JAKARTA - Investor asing tengah menanti Rupiah kembali pada titik imbangnya. Saat ini mata uang Garuda memang tengah terpuruk. Mengutip Bloomberg pada Selasa pagi pukul 11.00 Rupiah pada perdagangan spot exchange menyentuh level Rp13.885.
Direktur Penilaian Perusahaan Bursa Efek Indonesia Samsul Hidayat mengatakan, selama tiga tahun ini Rupiah mampu bertahan di angka Rp13.000-Rp13.500.
Baca Juga: Rupiah Dibuka Nyaris Tembus Rp14.000/USD
"Apakah kondisi ini akan berkepanjangan, tentunya akan ada rebalancing lagi dari nilai mata uang kita, nah rebalancing-nya ke titik mana, ini kan pertanyaannya," ujarnya di Gedung BEI, Selasa (24/4/2018).
Ketika Rupiah bisa kembali pada titik tersebut, maka Samsul meyakini investor asing akan kembali melakukan rebalancing portofolio. Rebalancing adalah strategi menyesuaikan kembali alokasi portofolio sesuai tujuan investasi investor.
Ketika Rupiah melemah, ada kecenderungan investor asing menarik investasi mereka dari pasar negara berkembang seperti Indonesia kepada pasar negara maju.
"Pada saat rebalancing itulah investor akan mengkalkulasi lagi kebijakan investasi mereka," ujar Samsul.
Baca Juga: Rupiah Dekati Rp14.000, Agus Marto: BI Sudah Intervensi Cukup Besar
Sebelumnya, pantauan Bank Indonesia menyebutkan bahwa nilai tukar Rupiah terhadap Dolar AS, dari awal tahun hingga periode dua sampai tiga hari lalu mengalami depresiasi hingga 2,23%. Akan tetapi, pelemahan Rupiah cenderung lebih baik ketimbang koreksi mata uang negara berkembang lainnya, seperti Brazillian Real (turun 2,81%), Indian Rupee (turun 3,38%), Philippine Peso (turun 4,15%), dan Turkish Lira (turun 6,54%).

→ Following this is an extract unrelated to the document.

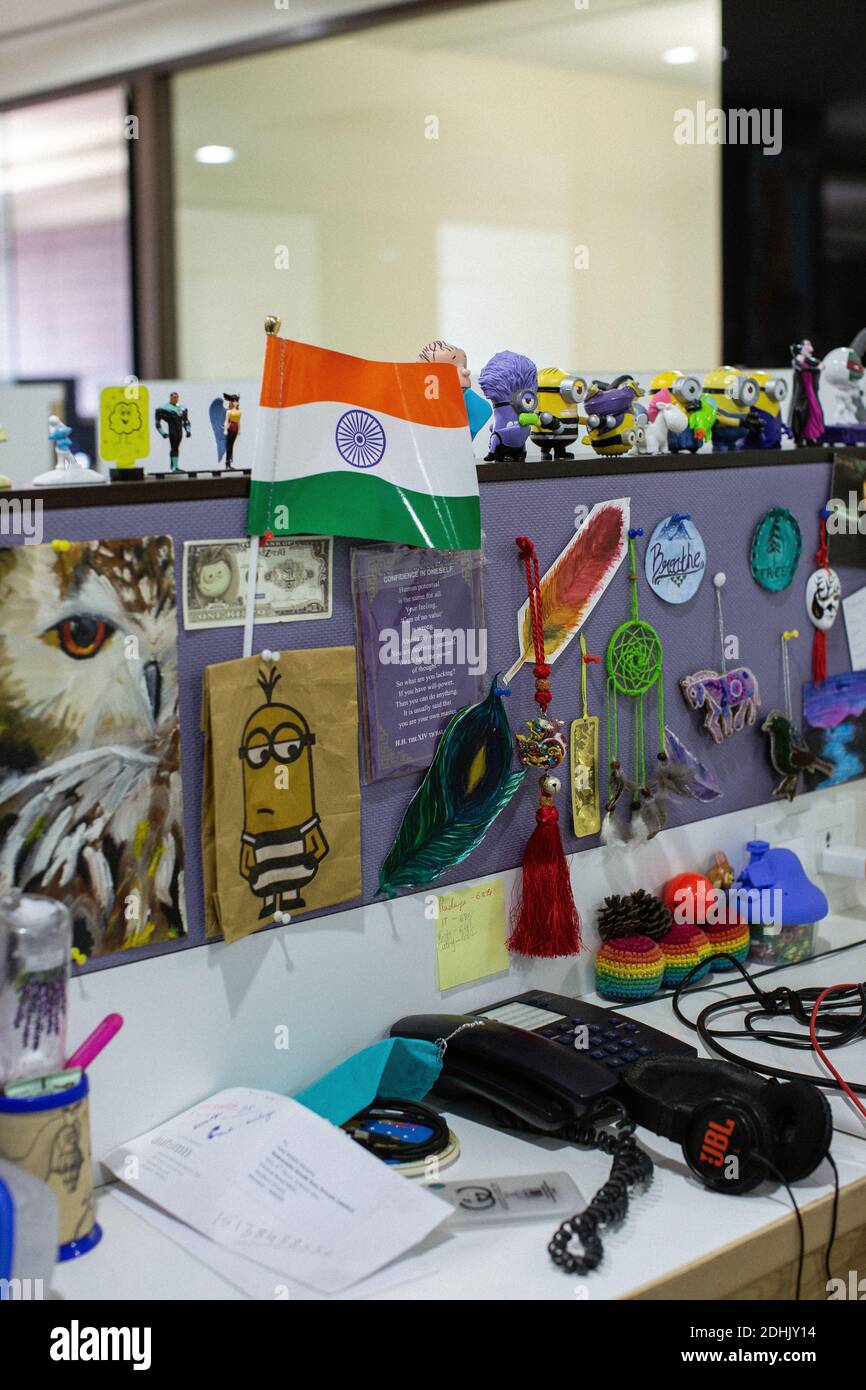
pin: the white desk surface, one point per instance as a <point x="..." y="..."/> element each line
<point x="674" y="1223"/>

Dua negara berkembang yang masih kokoh terhadap Dolar AS adalah mata uang Thailand, Thai Baht yang menguat 4,01% dan mata uang Malaysia, Ringgit Malaysia yang terapresiasi 3,82%.

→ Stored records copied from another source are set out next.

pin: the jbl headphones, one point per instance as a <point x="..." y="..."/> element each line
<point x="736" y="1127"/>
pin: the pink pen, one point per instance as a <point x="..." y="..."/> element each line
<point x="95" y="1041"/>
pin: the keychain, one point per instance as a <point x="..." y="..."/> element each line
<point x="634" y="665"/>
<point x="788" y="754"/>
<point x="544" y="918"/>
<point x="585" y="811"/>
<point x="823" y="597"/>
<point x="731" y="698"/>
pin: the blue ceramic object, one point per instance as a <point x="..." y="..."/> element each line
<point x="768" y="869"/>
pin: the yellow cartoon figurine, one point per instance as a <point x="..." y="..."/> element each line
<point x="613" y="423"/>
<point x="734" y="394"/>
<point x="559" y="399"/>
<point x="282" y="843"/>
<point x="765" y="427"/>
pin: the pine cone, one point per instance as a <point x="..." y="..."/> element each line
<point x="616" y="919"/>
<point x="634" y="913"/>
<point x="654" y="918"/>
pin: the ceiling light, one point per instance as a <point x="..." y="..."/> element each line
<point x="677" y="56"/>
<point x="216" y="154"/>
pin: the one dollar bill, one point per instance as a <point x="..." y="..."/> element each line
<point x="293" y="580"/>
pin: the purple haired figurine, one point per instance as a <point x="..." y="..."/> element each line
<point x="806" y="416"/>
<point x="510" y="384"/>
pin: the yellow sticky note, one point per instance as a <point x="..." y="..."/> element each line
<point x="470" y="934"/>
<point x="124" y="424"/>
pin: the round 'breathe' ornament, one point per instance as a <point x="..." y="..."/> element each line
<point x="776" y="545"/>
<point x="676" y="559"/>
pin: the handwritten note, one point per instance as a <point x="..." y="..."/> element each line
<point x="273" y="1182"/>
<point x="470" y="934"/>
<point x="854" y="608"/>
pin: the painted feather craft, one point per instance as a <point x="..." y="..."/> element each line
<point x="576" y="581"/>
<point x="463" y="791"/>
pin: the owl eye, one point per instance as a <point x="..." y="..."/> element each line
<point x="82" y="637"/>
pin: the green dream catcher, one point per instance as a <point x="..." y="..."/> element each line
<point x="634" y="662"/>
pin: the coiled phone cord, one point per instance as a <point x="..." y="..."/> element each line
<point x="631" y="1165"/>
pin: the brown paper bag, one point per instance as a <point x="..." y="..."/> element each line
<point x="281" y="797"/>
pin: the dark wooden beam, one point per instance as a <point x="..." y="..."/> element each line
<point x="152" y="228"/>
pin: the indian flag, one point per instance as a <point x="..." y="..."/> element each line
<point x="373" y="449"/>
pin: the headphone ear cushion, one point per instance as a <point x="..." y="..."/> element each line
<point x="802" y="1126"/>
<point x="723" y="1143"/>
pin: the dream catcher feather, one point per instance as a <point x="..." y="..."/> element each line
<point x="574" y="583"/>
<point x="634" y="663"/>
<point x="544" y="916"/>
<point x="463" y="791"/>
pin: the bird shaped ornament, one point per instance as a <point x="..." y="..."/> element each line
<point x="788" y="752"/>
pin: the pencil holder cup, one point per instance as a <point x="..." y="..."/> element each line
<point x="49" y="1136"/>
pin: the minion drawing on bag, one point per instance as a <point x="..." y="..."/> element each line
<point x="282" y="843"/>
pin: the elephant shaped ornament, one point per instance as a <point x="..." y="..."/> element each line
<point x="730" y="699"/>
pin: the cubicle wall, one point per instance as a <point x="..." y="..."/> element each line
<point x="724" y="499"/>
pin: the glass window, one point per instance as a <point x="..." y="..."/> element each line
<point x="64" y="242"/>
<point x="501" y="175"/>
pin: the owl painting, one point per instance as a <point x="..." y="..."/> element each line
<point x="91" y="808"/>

Bank Sentral menyebut, pelemahan Rupiah disebabkan oleh sentimen global. Pasar melakukan antisipasi atas kenaikan suku bunga Bank Sentral Amerika Serikat The Fed yang diyakini akan lebih agresif. Di samping itu, gejolak pasar global juga dipengaruhi kenaikan imbal hasil surat berharga Amerika Serikat (US Treasury) yang hampir mencapai 3,0%.